Pour les raisons citées ci-dessus, la ville d’Ali-Sabieh a été alimentée en eau potable à partir des forages de Mouloud. Plus récemment,  l’unité de dessalement de l’usine Il JANO permet d’extraire le surplus de nitrates, sulfates et autres ions majeurs des eaux des forages d’Ali-Sabieh pour alimenter en eau potable la ville éponyme. L’unité de dessalement est énergivore et par conséquent, la ville d’Ali-Sabieh a une pénurie d’eau chronique.

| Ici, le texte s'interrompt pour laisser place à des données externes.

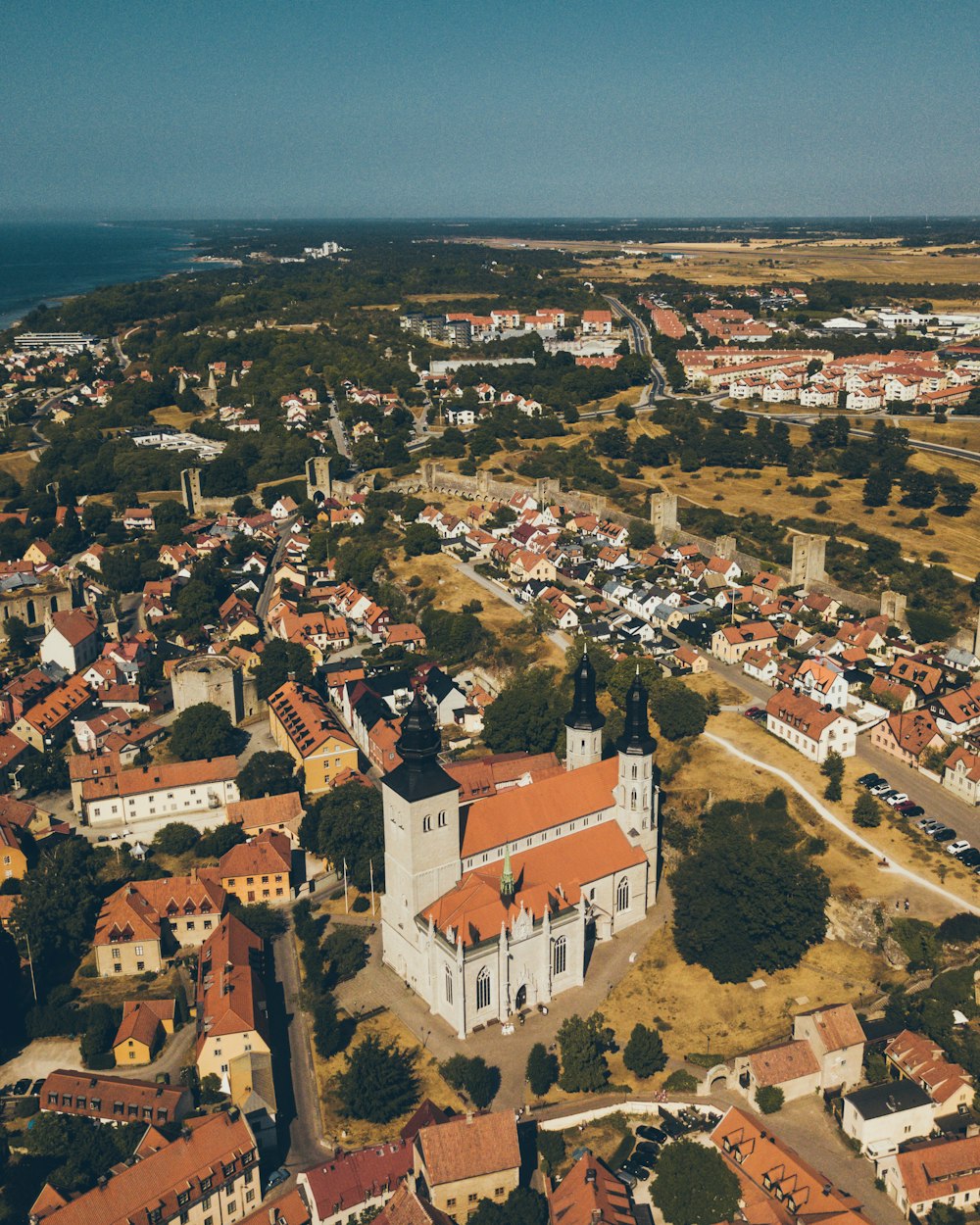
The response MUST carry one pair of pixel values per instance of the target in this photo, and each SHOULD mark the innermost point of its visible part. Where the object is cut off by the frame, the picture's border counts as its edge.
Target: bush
(769, 1099)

La faible couverture de forages dans cette région rend rédhibitoire les méthodologies classiques pour l’étude des recharges des nappes volcaniques. De ce fait, la méthodologie proposée dans le cadre du projet PIG 689  va combiner les outils isotopiques avec la modélisation géochimique pour mieux contraindre la recharge des aquifères d’Ali-Sabieh. Cette méthodologie est très adaptée en géochimique appliquée des aquifères volcaniques complexes. Dans le cadre de ce projet, les eaux souterraines (puits peu profond et forage) de la région d’Ali-Sabieh seront échantillonnées et les concentrations des ions majeurs, mineurs et traces seront analysées.

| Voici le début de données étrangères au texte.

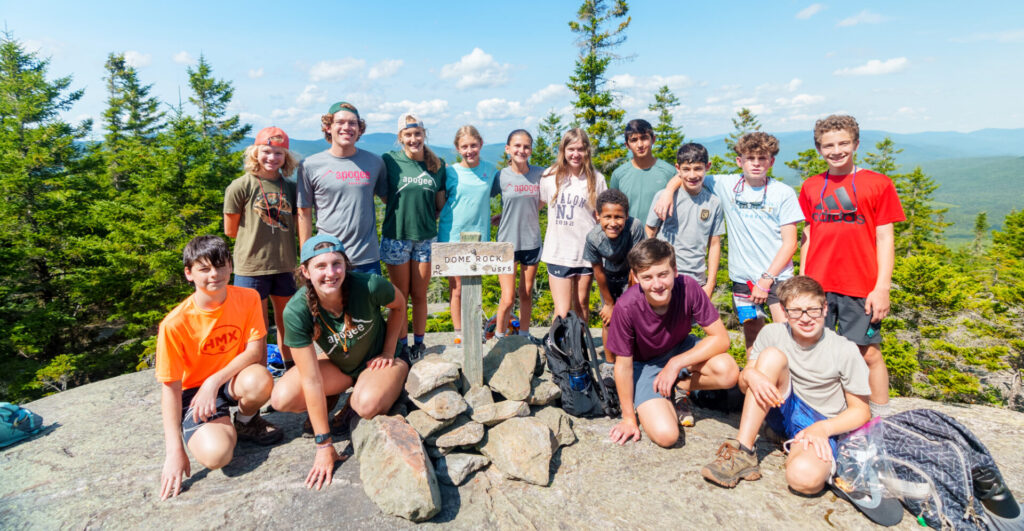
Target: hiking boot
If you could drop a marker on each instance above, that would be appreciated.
(416, 352)
(307, 427)
(731, 465)
(258, 431)
(684, 409)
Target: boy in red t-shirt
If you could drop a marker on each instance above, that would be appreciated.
(210, 355)
(849, 245)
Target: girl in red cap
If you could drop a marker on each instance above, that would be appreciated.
(258, 213)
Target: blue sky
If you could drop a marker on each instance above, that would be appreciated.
(900, 67)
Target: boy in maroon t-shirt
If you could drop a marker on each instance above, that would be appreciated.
(655, 354)
(849, 245)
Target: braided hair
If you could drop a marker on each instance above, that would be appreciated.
(312, 300)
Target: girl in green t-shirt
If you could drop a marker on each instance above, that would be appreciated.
(415, 196)
(340, 311)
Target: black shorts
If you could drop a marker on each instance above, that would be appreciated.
(224, 402)
(847, 317)
(527, 257)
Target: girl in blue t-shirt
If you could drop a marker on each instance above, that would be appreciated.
(519, 186)
(468, 206)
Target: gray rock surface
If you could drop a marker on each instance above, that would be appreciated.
(429, 373)
(426, 425)
(508, 367)
(559, 423)
(500, 411)
(521, 448)
(441, 403)
(98, 467)
(394, 470)
(454, 469)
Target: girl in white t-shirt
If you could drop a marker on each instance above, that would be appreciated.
(569, 188)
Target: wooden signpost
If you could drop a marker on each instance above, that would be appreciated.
(471, 259)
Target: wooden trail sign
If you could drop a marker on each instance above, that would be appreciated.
(470, 259)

De surcroît, des traceurs isotopiques des nitrates et des sulfates seront utilisés pour mieux contraindre les processus géochimiques qui contrôlent les fortes teneurs en sulfates et en nitrates des eaux de cette région. Les traceurs isotopiques du strontium et du bore seront aussi utilisés pour mieux contraindre l’interaction entre la matrice volcanique et les eaux météoriques. La modélisation géochimique combinée avec les traceurs isotopiques permettra de proposer un modèle conceptuel pour la recharge du système d’aquifères d’Ali-Sabieh. Cette étude permettra une meilleure gestion de cette nappe stratégique.

Les chercheurs et chercheuses du CERD qui portent ce projet ont une solide expérience en géoscience et ils ont un très bon record de publications dans les meilleurs revues scientifiques du Monde. En outre, des scientifiques d’institutions partenaire du CERD vont participer à ce projet scientifique (Université de Rimouski, Ecole Polytechnique de Montréal, Université de Parme, Bureau Géologique de Comores).